Oh, of course I have that Butterfly too. I'd forgotten he was the Sharpless on it.


----------



## DavidA (Dec 14, 2012)

wkasimer said:


> *"Paging Mr. Tibbett..."*
> 
> That little tweak aside, Panerai was a superb baritone, one of the rare singers as comfortable in Mozart as he was in Verdi and verismo.


Tibbett was a noted Ford but did he record the part?


----------



## wkasimer (Jun 5, 2017)

DavidA said:


> Tibbett was a noted Ford but did he record the part?







Tibbett created a sensation at the Met in 1925 in role. Until that performance, he was virtually unknown, but his Ford completely overshadowed the Falstaff, the veteran Antonio Scotti. IIRC, Scotti didn't like being vocally upstaged, and refused to share the stage with Tibbett again.


----------



## Woodduck (Mar 17, 2014)

wkasimer said:


> Tibbett created a sensation at the Met in 1925 in role. Until that performance, he was virtually unknown, but his Ford completely overshadowed the Falstaff, the veteran Antonio Scotti. IIRC, Scotti didn't like being vocally upstaged, and refused to share the stage with Tibbett again.

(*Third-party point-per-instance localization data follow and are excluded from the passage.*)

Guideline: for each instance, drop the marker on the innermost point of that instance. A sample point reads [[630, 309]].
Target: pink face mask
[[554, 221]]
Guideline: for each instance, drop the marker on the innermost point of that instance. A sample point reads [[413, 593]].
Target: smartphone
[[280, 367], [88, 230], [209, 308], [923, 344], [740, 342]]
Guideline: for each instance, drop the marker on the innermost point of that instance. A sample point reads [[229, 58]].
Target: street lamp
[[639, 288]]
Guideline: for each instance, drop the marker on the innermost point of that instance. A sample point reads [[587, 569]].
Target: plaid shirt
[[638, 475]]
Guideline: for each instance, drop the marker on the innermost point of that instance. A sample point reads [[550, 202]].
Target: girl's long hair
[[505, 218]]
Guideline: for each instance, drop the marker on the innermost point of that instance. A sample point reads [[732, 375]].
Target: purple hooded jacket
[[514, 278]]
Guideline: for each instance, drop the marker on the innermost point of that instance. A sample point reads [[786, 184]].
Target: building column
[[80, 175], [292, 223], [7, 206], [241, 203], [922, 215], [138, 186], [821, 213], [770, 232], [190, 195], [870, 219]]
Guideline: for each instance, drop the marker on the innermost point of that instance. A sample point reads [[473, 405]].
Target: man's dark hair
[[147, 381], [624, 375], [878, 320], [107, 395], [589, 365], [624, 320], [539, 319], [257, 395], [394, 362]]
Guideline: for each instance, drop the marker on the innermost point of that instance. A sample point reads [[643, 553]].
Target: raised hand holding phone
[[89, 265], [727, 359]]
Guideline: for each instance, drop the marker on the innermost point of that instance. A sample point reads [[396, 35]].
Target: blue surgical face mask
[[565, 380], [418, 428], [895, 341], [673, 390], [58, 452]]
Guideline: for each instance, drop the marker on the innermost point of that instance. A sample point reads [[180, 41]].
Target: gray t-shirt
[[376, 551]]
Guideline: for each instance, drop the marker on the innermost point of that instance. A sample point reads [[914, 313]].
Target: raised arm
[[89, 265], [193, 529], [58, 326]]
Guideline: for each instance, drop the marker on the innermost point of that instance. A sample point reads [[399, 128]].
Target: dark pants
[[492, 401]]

Scotti was nearing 60 then. He'd had a fine career, so he must have been an awfully insecure fellow to be envious of a young singer like Tibbett.


----------



## Revitalized Classics (Oct 31, 2018)

A project I've been working on is remastering Donizetti's Lucia di Lammermoor from Berlin in 1955.

This is a sample to let you hear Rolando Panerai's dramatic performance from Act One Scene One: I wanted to celebrate him somehow, since I've been thinking on how much he contributed to a lot of recordings that I admire.





Tu sei turbato! (Starts 00:00)
Cruda, funesta smania (Starts 02:54)
La pietade in suo favore (Starts 07:29)

Gaetano Donizetti
Lucia di Lammermoor

Rolando Panerai as Enrico

Mario Carlin as Normanno
Nicola Zaccaria as Raimondo
The Chorus of Teatro alla Scala
The RIAS Sinfonie Orchester Berlin
Herbert von Karajan conducts
Berlin, 29 September 1955
Stereo


----------



## Sieglinde (Oct 25, 2009)

A very long life and career, I remember him being Germont in that "original locations" Traviata, already well into his 70s back then. He was also on the first Trovatore recording I ever acquired, so I have fond memories. A beautiful voice.

Edit: listened to that Lucia video and that unscripted high note? Wow. Never heard it before.


----------